If Nicklaus’s 73 wins happened today, the prize money would be on a completely different scale. Even conservative estimates show the numbers are in another league. The rewards for top players have grown so much that they would be unrecognizable to those who set the original standards.
Nicklaus also recognized that Young is now establishing himself as a closer.
“Winning breeds winning. When you’ve won and then put yourself in that position again, you believe and you’re confident you can win again.”
Nicklaus has a history of making accurate assessments. In 1996, after playing with a young Tiger Woods at Augusta, he predicted Woods would surpass him and Palmer in Masters wins, which proved correct. Nicklaus does not make these statements lightly, and now he has focused his attention on Cameron Young.
Doral itself shows how the sport has changed. The course has expanded from 7,000 yards in 1962 to 7,739 yards today, reflecting the demands of modern players and the institution’s response. The field now includes 72 top players, a significant shift from earlier years. The course stands as evidence of the sport’s evolution, something Nicklaus recognizes.

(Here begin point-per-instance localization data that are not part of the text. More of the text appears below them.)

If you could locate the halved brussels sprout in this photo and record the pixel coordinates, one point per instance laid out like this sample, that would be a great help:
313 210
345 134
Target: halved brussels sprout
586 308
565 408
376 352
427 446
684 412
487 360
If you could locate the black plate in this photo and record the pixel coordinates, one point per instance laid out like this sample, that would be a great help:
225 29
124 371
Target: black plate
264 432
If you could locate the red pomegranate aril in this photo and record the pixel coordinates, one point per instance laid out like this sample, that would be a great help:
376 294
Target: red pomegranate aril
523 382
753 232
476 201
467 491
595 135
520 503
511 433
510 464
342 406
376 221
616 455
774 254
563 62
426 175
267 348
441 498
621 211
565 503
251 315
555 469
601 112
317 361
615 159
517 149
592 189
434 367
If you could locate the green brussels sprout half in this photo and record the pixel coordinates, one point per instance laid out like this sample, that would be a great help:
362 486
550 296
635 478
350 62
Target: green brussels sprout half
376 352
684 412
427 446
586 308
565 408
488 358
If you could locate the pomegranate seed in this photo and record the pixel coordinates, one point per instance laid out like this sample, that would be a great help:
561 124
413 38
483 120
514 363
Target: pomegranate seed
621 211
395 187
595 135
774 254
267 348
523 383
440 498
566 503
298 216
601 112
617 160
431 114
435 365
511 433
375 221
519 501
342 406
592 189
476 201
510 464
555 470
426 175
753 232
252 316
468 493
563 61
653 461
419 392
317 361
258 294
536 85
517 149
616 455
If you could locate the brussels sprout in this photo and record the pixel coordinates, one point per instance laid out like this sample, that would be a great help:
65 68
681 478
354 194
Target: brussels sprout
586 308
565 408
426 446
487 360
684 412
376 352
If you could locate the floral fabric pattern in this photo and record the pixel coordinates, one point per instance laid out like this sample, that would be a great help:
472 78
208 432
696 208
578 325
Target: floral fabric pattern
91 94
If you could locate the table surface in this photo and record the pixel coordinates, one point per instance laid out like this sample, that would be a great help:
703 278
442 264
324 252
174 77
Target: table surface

How the PGA Tour’s Signature Event Era Turned Cameron Young’s Two Wins Into a Career
Young’s $8.1 million earnings are not unusual. They are the result of a competition the PGA Tour had to join. When LIV Golf started attracting top players with guaranteed contracts, the Tour answered by launching Signature Events with smaller fields and bigger prize money. Each week, $20 million is available, and The Players Championship offers a $25 million purse.
Now, a player like Young can earn in one spring what used to take an entire career. According to his career earnings profile, Young had already earned over $32 million on the PGA Tour by 2026, and that number will continue to grow as he competes in the biggest events.
What Nicklaus is describing, without quite naming it, is the redefinition of what a great career looks like right now. A player who had to scramble through U.S. Open qualifying last summer is now among the first to win both Doral and The Players in the same season, a distinction he shares only with Tiger Woods. Nicklaus built his numbers across four decades. Young is building his in concentrated bursts at events designed for exactly that.
“Winning breeds winning,” Nicklaus said at the end of his post. He meant more than just the prize money.